A hipertensão arterial está presente em 25% à 55% dos obesos mórbidos, e este grau de obesidade aumenta o risco de hipertensão arterial em até 16 vezes. O resultado da combinação entre a obesidade e hipertensão é o aumento do trabalho cardíaco com conseqüente hipertrofia ventricular esquerda podendo evoluir para insuficiência cardíaca, arritmias, morte súbita e aumento do risco de acidente vascular cerebral.

Obesidade Mórbida Grau II e III e Diabetes

Cerca de 90% dos pacientes com diabete tipo 2 são obesos. A medida que aumenta o IMC há um aumento exponencial deste risco.

Obesidade Mórbida Grau III e Dislipemia

A prevalência da dislipemia em pacientes com obesidade mórbida varia entre 15% à 25%, sendo mais freqüente a presença de elevação dos triglicerideos, diminuição do HDL - colesterol. Na obesidade predominantemente visceral (homens) poderá ocorrer aumento do LDL - colesterol.

Obesidade Mórbida Grau III e Colelitíase

A Colecistopatia é um problema comum presente em cerca de 25% a 45% dos obesos mórbidos segundo a Sociedade Americana de Cirurgia Bariátrica. Os fatores que predispõem à formação de cálculos biliares são: diminuição da motilidade da vesícula biliar e aumento na saturação do colesterol da bile.

Outras doenças do trato gastrointestinal podem estar associadas com a obesidade, como por exemplo o refluxo gastroesofágico esteato-hepatite e câncer coloretal, aumentando ainda mais a morbidade desses pacientes.

Obesidade Mórbida Grau III e Câncer

A Obesidade tem sido associada a um elevado risco para diferentes tipo de câncer.

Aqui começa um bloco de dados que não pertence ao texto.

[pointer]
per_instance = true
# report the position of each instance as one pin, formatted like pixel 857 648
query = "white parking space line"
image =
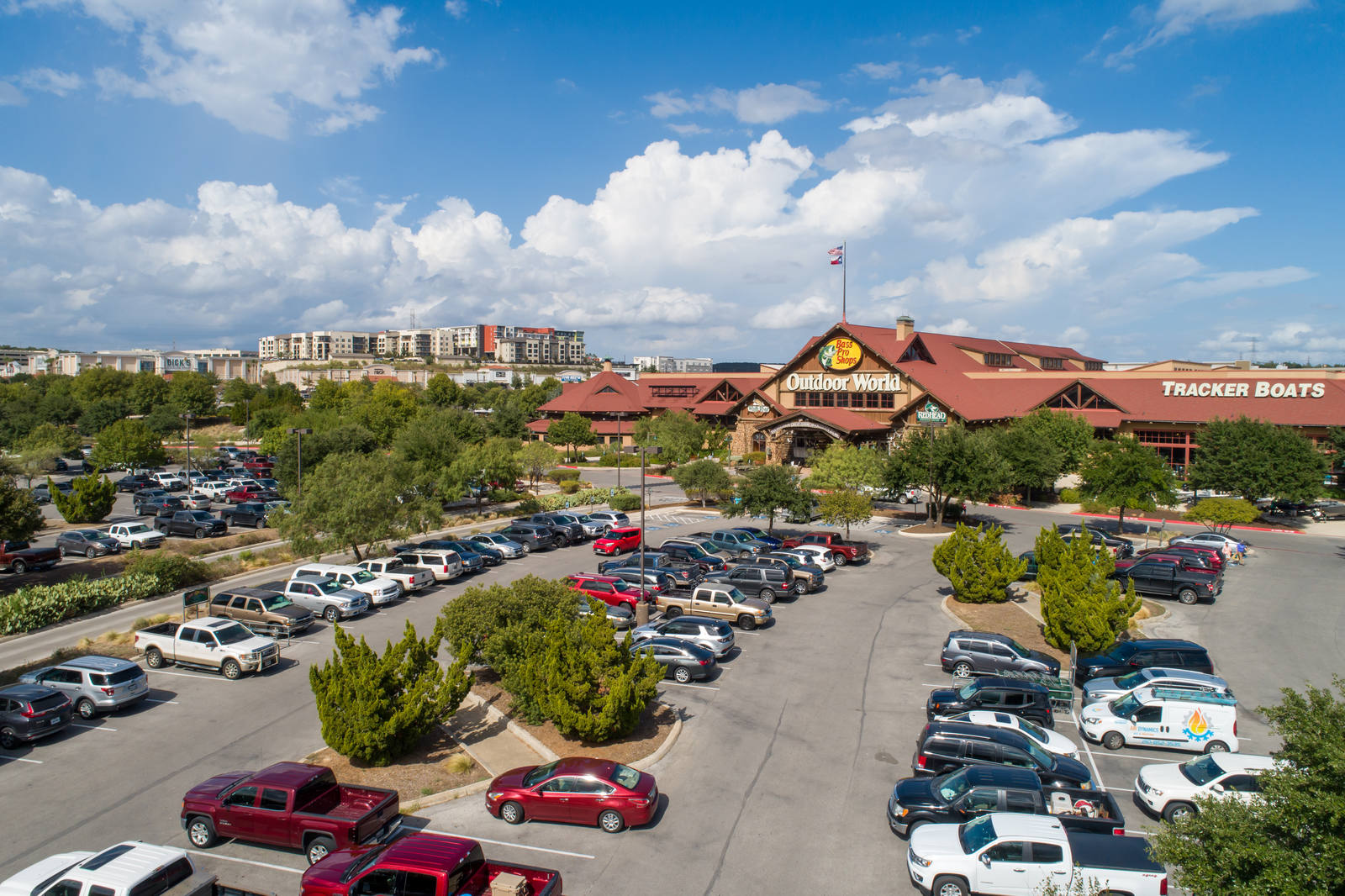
pixel 161 672
pixel 246 862
pixel 504 842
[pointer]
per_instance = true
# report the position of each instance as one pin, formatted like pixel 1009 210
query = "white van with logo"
pixel 1197 723
pixel 380 591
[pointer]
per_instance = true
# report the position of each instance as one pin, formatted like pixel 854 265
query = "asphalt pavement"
pixel 780 777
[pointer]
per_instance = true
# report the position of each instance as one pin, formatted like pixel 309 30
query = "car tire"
pixel 319 848
pixel 948 885
pixel 1177 810
pixel 201 831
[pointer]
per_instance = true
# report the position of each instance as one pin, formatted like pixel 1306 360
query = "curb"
pixel 514 728
pixel 652 759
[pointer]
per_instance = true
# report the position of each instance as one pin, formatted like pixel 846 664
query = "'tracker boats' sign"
pixel 1259 389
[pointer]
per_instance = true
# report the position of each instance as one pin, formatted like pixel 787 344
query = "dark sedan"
pixel 87 542
pixel 681 660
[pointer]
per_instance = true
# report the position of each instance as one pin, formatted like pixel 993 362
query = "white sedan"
pixel 1170 790
pixel 815 555
pixel 1048 741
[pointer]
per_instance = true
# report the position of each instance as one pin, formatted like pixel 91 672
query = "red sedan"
pixel 578 790
pixel 618 541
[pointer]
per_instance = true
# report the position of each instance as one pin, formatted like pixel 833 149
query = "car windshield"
pixel 625 777
pixel 1133 680
pixel 232 634
pixel 977 835
pixel 952 786
pixel 1201 771
pixel 1125 707
pixel 540 774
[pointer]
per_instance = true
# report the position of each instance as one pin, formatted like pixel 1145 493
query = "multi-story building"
pixel 318 345
pixel 663 363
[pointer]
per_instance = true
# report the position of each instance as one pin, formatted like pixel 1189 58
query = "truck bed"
pixel 1111 853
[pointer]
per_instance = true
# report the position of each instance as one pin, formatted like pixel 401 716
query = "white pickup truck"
pixel 1006 853
pixel 219 645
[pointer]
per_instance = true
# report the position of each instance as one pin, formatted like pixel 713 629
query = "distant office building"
pixel 663 363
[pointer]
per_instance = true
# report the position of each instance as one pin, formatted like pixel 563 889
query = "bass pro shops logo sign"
pixel 840 354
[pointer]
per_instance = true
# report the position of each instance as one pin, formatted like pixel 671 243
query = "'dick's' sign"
pixel 1258 389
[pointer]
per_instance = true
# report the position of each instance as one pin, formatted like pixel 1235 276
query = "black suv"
pixel 972 653
pixel 755 582
pixel 1024 698
pixel 950 746
pixel 1142 653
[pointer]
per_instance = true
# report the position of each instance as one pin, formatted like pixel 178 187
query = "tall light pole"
pixel 299 451
pixel 187 417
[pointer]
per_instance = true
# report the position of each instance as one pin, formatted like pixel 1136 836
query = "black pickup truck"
pixel 961 795
pixel 1169 576
pixel 194 524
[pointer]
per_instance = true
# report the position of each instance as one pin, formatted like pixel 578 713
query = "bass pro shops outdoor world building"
pixel 865 385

Em mulheres o câncer de mama e de endométrio estão entre as neoplasias malignas mais encontradas associadas à Obesidade. O câncer de mama é o mais comum entre as mulheres e o aumento do índice de massa corpórea, especialmente após a menopausa é um fator de risco para esta doença.

O câncer do endométrio também é freqüente acometendo 20% das mulheres que tem sangramento após a menopausa. O câncer coloretal associa-se à ingestão excessiva de ácidos graxos (gorduras) de origem animal e ingestão deficiente de frutas e verduras, ricas em betacaroteno e anti-oxidante. Um estudo entre a relação do peso corporal com incidência de câncer demonstrou que o câncer de cólon foi mais freqüente na Europa.

Obesidade Mórbida Grau II e III e Apnéia do Sono

A Síndrome da apnéia obstrutiva do sono (SAOS) é uma doença crônica e progressiva e em obesos mórbidos a sua incidência ultrapassa 50%. A causa provável da obstrução intermitente das vias aéreas superiores consiste na combinação da constituição física do obeso com relaxamento da musculatura faringeana, induzido pelo sono.

Obesidade Mórbida Grau III e Artropatias

A Obesidade Mórbida é um dos fatores predisponentes para desenvolvimento da osteoartrite. Quanto mais o índice de obesidade, maior a prevalência de osteoartrite, sendo o joelho a articulação mais afetada.